Not only were there more kinds of animals, the animals were getting more complex. For the first time ever, fossils from the Cambrian explosion captured the existence of animals with generalized skeletons, like ours.
Things changed a lot in this time, because these new animals could burrow into sand and mud. In other words, these new animals could physically alter their environment, and turn it from a 2-dimensional environment to a 3D space.
Doing so opened up new habitats and niche space, which is what allowed more animals to co-exist, because there were new slots in the food chain and physical environment for new animals to exist. A change that vast to an ecosystem changed the flow of nutrients and inter-relational dynamics on the seafloor.
New research out of MUN, on fossils from Newfoundland and Labrador, was published by the Geological Society of London. It provides new insights into exactly which burrowing animals were the most important engineers.
Dr. Duncan McIlroy (Department of Earth Sciences) co-wrote the paper. “For the first few billion years of life on Earth, life in the oceans was pretty simple,” said Dr. McIlroy. “It was mostly microscopic. Most of the organic matter ended up on the seafloor, and became permanently buried. ”
Buried organic materials is wasted organic material. These new burrowing animals tapped into that resource. “It was not until the start of the Cambrian period, around 542 million years ago, that animals like worms and arthropods evolved, and started burrowing into the seafloor in search of buried nutrients.” Dr. McIlroy explained.

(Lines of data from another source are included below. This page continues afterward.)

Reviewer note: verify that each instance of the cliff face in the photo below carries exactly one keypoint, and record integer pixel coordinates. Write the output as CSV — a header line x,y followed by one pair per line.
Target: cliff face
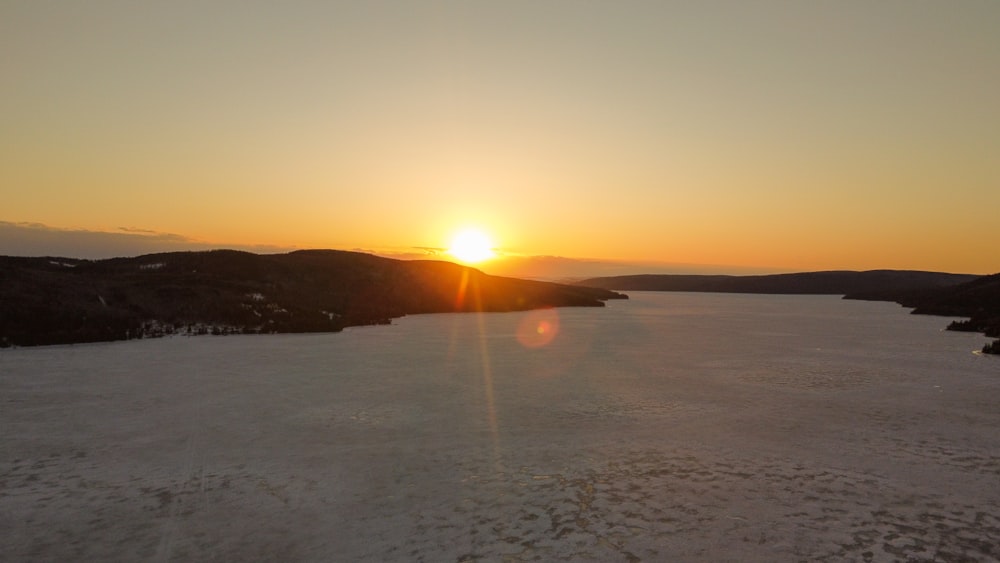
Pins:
x,y
61,300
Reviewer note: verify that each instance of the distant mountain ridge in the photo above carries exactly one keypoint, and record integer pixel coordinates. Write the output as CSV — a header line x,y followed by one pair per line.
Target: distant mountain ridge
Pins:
x,y
64,300
837,282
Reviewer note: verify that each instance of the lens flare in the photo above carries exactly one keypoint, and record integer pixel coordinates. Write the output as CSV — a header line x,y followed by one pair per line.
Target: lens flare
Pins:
x,y
471,246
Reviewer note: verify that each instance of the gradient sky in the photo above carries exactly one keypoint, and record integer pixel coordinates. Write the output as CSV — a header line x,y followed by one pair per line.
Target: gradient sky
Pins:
x,y
791,135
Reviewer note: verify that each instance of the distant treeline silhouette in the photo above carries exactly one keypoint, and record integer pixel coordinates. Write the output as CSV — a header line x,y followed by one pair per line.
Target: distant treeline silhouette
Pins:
x,y
64,300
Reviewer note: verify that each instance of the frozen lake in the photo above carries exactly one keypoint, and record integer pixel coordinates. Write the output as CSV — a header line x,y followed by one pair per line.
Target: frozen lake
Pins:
x,y
673,426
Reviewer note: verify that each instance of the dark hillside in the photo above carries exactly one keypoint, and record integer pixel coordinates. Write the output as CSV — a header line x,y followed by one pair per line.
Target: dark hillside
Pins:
x,y
60,300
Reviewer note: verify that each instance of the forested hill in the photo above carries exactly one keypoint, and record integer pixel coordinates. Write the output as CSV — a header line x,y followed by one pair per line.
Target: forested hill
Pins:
x,y
819,283
978,299
64,300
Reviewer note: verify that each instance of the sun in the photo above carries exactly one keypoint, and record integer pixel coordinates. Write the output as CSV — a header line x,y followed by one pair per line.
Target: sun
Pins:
x,y
471,246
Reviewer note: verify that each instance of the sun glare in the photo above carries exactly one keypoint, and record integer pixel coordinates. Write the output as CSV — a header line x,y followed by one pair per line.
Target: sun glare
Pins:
x,y
471,246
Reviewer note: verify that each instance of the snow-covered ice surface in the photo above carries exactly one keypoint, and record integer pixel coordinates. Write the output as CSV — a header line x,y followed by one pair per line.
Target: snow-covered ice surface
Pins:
x,y
671,427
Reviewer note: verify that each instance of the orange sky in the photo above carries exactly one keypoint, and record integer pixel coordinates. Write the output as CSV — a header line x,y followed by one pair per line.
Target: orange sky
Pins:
x,y
774,135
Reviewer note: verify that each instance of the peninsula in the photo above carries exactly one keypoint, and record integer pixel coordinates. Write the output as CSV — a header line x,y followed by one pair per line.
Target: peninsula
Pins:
x,y
64,300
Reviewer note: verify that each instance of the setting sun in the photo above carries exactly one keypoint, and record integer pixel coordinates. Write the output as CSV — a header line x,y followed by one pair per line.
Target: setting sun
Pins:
x,y
471,245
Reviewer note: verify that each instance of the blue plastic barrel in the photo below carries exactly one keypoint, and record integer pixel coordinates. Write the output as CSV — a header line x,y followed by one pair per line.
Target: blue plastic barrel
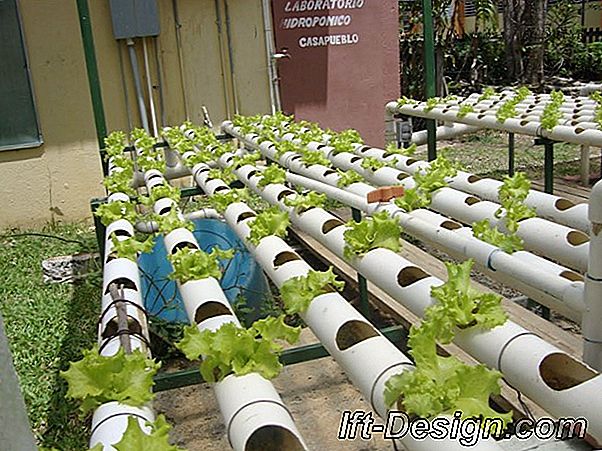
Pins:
x,y
242,275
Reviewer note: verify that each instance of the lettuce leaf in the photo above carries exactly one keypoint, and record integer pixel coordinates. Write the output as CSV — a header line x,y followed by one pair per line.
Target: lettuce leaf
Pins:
x,y
379,231
193,264
126,378
272,221
157,440
232,349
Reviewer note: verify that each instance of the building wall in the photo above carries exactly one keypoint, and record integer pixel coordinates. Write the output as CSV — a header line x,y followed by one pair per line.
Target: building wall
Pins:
x,y
55,181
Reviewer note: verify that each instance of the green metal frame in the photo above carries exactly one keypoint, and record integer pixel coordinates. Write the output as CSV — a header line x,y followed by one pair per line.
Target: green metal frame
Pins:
x,y
300,354
93,77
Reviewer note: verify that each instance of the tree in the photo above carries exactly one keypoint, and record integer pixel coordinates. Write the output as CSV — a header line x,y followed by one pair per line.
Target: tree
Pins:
x,y
534,26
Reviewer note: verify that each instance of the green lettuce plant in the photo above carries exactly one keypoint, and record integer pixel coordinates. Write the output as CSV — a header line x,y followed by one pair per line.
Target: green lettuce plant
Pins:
x,y
236,350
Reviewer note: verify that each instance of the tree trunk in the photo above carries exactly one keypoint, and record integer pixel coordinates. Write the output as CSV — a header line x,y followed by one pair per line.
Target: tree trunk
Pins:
x,y
534,22
513,14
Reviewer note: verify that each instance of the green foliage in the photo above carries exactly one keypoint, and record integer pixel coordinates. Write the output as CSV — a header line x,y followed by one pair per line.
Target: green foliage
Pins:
x,y
372,164
283,147
551,113
126,378
311,157
346,178
112,211
444,385
272,174
487,94
392,149
428,182
597,96
298,292
344,141
172,221
131,247
250,158
157,440
302,203
464,110
269,222
232,349
512,195
120,181
483,231
379,231
508,108
225,176
164,191
194,264
220,201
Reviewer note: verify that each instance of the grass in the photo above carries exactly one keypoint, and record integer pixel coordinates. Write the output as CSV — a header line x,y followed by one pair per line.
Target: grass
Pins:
x,y
47,325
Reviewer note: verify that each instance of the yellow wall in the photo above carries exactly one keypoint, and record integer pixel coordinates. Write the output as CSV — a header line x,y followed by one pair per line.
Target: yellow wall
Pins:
x,y
55,181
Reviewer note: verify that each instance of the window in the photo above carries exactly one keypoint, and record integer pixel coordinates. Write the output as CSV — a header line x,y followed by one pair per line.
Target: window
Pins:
x,y
18,119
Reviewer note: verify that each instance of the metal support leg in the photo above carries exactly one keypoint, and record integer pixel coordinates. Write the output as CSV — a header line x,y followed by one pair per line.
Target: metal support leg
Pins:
x,y
362,284
511,154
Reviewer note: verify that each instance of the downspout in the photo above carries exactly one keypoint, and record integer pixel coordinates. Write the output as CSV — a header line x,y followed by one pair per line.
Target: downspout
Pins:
x,y
231,57
93,77
137,84
218,22
269,48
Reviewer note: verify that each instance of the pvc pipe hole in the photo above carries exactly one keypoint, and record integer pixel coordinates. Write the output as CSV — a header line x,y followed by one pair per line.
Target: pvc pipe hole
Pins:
x,y
285,192
576,238
330,225
354,332
572,276
209,310
165,210
560,372
112,327
182,245
245,215
409,275
563,204
451,225
121,232
122,282
273,438
285,257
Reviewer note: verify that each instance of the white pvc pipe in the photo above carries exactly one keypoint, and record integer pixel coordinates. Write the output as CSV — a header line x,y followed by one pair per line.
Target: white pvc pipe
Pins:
x,y
568,291
369,362
592,319
530,364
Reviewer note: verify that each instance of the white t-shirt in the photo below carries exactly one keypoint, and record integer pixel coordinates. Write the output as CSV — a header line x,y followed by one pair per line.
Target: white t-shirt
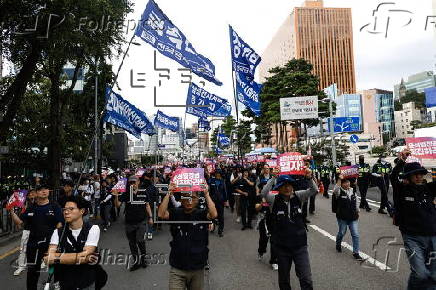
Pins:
x,y
92,240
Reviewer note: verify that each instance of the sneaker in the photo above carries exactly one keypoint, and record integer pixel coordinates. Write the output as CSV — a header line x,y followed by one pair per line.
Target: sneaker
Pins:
x,y
19,271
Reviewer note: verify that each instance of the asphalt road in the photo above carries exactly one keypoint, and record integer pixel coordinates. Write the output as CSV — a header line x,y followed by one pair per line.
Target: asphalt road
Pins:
x,y
234,263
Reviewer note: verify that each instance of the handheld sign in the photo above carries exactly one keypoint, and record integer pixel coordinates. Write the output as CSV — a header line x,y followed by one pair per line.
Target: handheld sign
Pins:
x,y
291,163
350,171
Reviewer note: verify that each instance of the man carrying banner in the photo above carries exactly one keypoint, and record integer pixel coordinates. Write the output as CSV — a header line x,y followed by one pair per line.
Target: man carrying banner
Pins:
x,y
289,237
189,247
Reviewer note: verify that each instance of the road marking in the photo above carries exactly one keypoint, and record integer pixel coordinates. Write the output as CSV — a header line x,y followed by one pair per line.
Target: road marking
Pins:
x,y
367,258
10,252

The research argues that this evolution of burrowing caused a fundamental change in the interactions between the Earth’s chemistry, geology, and biology, helping to trigger The Cambrian Explosion.
In addition to allowing these animals access to buried (lost!) organic matter, and new habitats and niche space, their activities introduced oxygen and other elements to the seafloor environment, that increased the activity and diversity of micro-organisms in the seafloor sediments.

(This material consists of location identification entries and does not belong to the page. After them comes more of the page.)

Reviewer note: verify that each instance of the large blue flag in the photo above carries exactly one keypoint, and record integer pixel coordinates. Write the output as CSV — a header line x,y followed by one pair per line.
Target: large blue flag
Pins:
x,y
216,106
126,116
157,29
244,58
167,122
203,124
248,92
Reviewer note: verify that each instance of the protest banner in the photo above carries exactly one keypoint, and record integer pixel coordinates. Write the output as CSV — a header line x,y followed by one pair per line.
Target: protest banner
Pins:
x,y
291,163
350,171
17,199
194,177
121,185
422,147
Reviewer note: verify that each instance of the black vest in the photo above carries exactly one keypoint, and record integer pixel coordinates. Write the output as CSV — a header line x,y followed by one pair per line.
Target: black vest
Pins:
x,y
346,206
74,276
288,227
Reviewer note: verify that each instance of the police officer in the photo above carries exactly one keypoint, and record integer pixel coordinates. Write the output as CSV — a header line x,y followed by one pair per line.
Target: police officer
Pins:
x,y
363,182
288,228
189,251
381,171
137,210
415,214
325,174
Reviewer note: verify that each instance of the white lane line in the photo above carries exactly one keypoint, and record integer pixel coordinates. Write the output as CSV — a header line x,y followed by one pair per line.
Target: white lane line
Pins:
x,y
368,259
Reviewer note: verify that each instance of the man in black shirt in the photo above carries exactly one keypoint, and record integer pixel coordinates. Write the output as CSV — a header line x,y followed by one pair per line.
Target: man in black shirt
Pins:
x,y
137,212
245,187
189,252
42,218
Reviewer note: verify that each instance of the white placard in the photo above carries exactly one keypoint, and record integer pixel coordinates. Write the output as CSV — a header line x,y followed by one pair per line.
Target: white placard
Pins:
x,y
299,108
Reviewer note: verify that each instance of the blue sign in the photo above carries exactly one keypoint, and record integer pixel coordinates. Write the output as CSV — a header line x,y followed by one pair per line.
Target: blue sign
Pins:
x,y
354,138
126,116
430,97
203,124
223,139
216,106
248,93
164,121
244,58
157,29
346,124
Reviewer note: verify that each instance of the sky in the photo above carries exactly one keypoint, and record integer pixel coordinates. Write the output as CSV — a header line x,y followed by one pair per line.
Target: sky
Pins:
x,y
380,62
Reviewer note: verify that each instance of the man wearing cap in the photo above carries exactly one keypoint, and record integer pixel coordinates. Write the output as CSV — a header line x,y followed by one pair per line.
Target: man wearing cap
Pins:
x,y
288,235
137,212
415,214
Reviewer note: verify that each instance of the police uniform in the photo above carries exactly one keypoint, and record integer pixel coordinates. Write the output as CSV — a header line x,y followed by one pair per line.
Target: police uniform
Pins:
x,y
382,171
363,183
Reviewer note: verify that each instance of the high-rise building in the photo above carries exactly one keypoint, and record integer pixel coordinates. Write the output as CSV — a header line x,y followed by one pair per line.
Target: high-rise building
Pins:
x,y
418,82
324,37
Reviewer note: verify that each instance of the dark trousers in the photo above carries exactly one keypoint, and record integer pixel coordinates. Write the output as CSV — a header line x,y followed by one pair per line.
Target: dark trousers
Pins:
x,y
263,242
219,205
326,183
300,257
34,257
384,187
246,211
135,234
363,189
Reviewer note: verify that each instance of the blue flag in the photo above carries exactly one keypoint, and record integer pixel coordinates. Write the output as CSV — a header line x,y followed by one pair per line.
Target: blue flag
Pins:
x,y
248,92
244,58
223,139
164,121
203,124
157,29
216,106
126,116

The paper theorizes that the additional microbial food resources engineered by burrowing may have fuelled the Cambrian-era explosion of animal life, by providing a rich new energy source able to meet a higher metabolic demand for more and more complex animals.
“The process by which animals change an environment to their own benefit is known as ecosystem engineering. By studying the fossilized burrows from the earliest Cambrian rocks preserved in Newfoundland and Labrador, we could apply modern ecological methods to try to better understand what these pioneer burrowers were doing, and how their behaviour affected the surrounding sediment and water column.”
“The creation of the more 3D Cambrian world, with positive feedback loops between microbial productivity in the sediment, and the burrowing organisms that feed on those microbes, is an example of ecosystem engineering at the grandest scale,” said Dr. McIlroy. “One might even call it biosphere engineering!”